Quale gas di trasporto conviene usare in GC?

Dipende dalle priorità. L’elio è il più versatile: inerte, sicuro, compatibile con il rivelatore di massa e con buone efficienze su un ampio intervallo di velocità. L’idrogeno offre le prestazioni migliori e analisi più rapide ed è economico, ma è infiammabile. L’azoto è il più economico ma rende solo a velocità basse, allungando l’analisi, ed è poco adatto alle capillari moderne.

Che cos’è la velocità lineare e perché conta più del flusso?

È la velocità media con cui il gas attraversa la colonna, in cm/s. Conta più del solo flusso volumetrico perché è la grandezza che governa direttamente il tempo di permanenza degli analiti e l’allargamento dei picchi. Esiste una velocità lineare ottimale, dipendente dal gas, a cui l’efficienza è massima: lavorare lontano da quel valore peggiora la risoluzione.

Che cos’è l’equazione di van Deemter in GC?

È la relazione H = A + B/u + C·u che lega l’altezza del piatto teorico H alla velocità lineare u del gas. Il termine A (cammini multipli) è trascurabile nelle capillari, B/u (diffusione longitudinale) domina alle velocità basse e C·u (trasferimento di massa) alle alte. La curva ha un minimo, che individua la velocità di massima efficienza della colonna.

Perché l’idrogeno permette analisi più rapide?

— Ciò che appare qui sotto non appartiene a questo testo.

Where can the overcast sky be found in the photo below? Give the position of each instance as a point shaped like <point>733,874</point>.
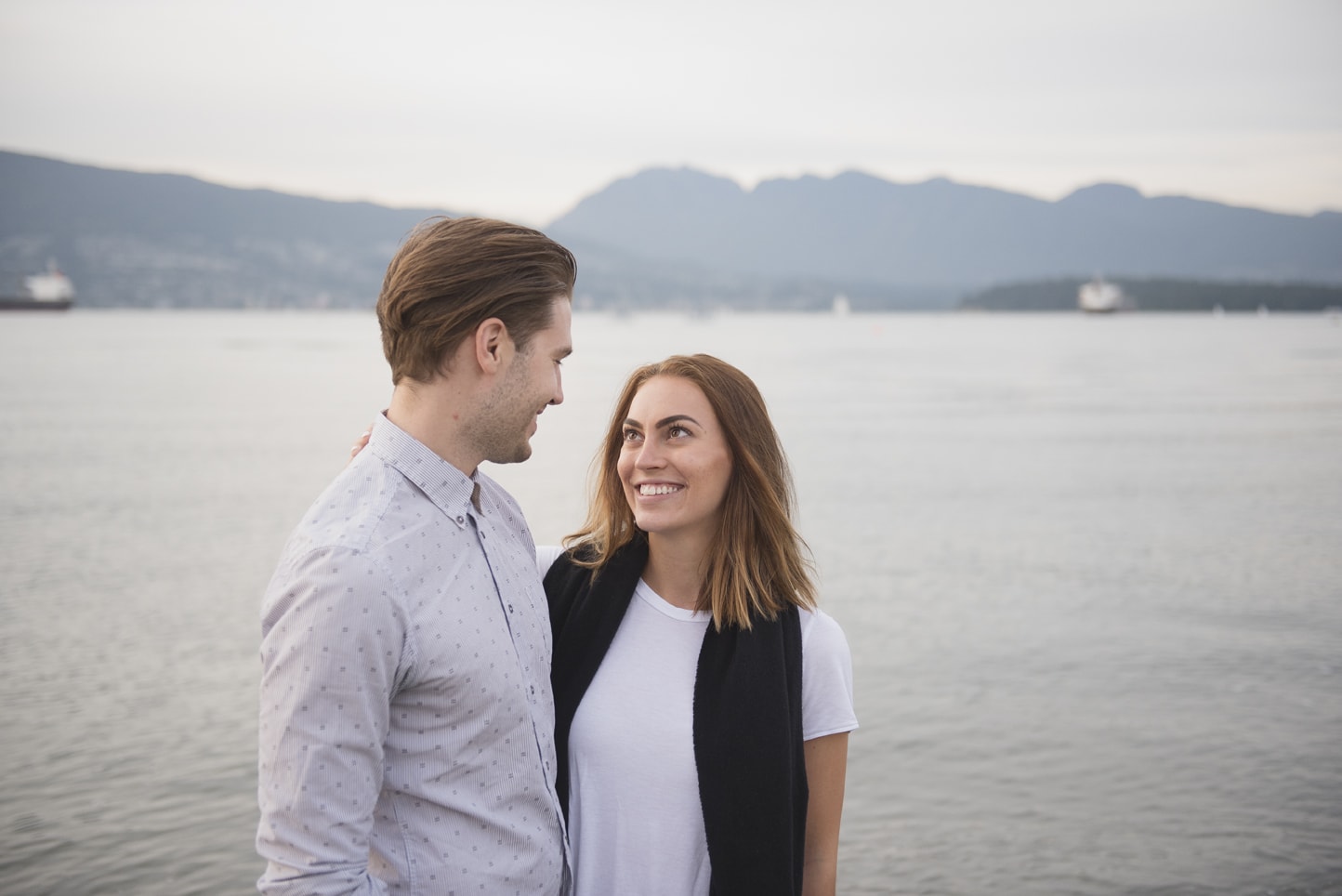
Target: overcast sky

Perché la sua curva di van Deemter è molto piatta a destra del minimo: si può aumentare la velocità lineare senza quasi perdere efficienza, accorciando i tempi. L’azoto, al contrario, ha un minimo stretto a velocità basse e perde efficienza appena si accelera. L’idrogeno richiede però precauzioni perché infiammabile, e va usato con rivelatori di fughe e ventilazione adeguata.

Conviene lavorare sempre al minimo della curva di van Deemter?

Non sempre. Al minimo l’efficienza è massima, ma con elio e idrogeno la curva è piatta a destra del minimo, quindi si può lavorare a velocità più alta perdendo pochissima efficienza e guadagnando molto in velocità d’analisi. La scelta dipende dall’obiettivo: massima risoluzione al minimo, oppure analisi rapide poco a destra del minimo accettando un calo trascurabile di efficienza.